Luckily, a 2008 study provided a clue. The study found that the serotonin transporter binds to nitric oxide synthase (nNOS), a protein primarily found in DRN neurons but not other depression-associated brain regions. When the transporter and nNOS combine, the transporter stops functioning. Blocking this interaction (and allowing the transporter to work) would be an excellent way to decrease serotonin in the DRN, but first, the researchers needed to determine if DRN neurons expressed nNOS during the depression episode. To do this, they required clinically depressed mice.
Decreasing serotonin in the DNS increases it in other regions
The chronic unpredictable mild stress (CMS) protocol is a common way to induce depression in rodents. Scientists exposed the animals to random mild stressors, including restraint in tubes, forced swimming in cold water, water deprivation, and pairing with another stressed animal. After four weeks, the mice, unsurprisingly, exhibited behavioral and neurological changes associated with depression. Most importantly, nNOS was significantly increased in the DRN but not in other brain regions. So the big question became, “Does blocking nNOS alleviate depression?”
In order to answer this, the researchers injected a chemical directly into the mice’s DRN to break the serotonin transporter and nNOS apart. Within two hours, they saw serotonin transporter activity increase (which means the serotonin level in the DRN decreased). More importantly, increased serotonin in the other regions of the brain led to improved behavior, suggesting that blocking the transporter-nNOS complex had a fast-acting antidepressant effect.

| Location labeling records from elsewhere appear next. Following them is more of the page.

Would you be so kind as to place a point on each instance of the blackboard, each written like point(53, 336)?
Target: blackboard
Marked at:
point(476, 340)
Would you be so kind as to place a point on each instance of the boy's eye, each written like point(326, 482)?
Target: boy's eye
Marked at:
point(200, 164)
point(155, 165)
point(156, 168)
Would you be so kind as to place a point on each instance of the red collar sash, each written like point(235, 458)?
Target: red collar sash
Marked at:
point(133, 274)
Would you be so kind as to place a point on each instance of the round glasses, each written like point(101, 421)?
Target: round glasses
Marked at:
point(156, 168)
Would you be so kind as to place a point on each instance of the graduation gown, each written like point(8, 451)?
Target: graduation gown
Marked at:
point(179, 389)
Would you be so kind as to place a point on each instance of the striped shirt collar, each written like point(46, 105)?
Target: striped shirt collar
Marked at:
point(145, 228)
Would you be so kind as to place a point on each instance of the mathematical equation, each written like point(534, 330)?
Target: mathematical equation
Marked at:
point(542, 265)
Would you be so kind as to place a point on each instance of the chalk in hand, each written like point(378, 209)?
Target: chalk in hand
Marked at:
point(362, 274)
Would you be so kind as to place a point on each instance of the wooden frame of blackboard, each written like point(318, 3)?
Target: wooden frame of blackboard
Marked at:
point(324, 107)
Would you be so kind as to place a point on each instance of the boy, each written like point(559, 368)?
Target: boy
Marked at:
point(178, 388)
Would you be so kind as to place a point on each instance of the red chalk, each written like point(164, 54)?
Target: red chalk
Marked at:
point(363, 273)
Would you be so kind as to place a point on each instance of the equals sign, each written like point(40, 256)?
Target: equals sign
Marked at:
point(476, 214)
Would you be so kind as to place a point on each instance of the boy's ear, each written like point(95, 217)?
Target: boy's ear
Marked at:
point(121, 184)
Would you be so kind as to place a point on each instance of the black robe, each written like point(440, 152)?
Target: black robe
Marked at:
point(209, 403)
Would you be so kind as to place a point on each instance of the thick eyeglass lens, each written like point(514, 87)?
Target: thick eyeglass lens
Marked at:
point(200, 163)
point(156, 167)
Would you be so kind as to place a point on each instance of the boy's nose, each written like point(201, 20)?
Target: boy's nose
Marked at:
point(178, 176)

Unsurprisingly, most people don’t want an injection into their brains. So, the researchers developed a molecule that could be injected through a vein. Once again, they administered it to a group of depressed mice, and once again, depressive behaviors were reversed within two hours of administration. The authors urge for human trials to determine if blocking the transporter-nNOS complex also works to alleviate depression in humans.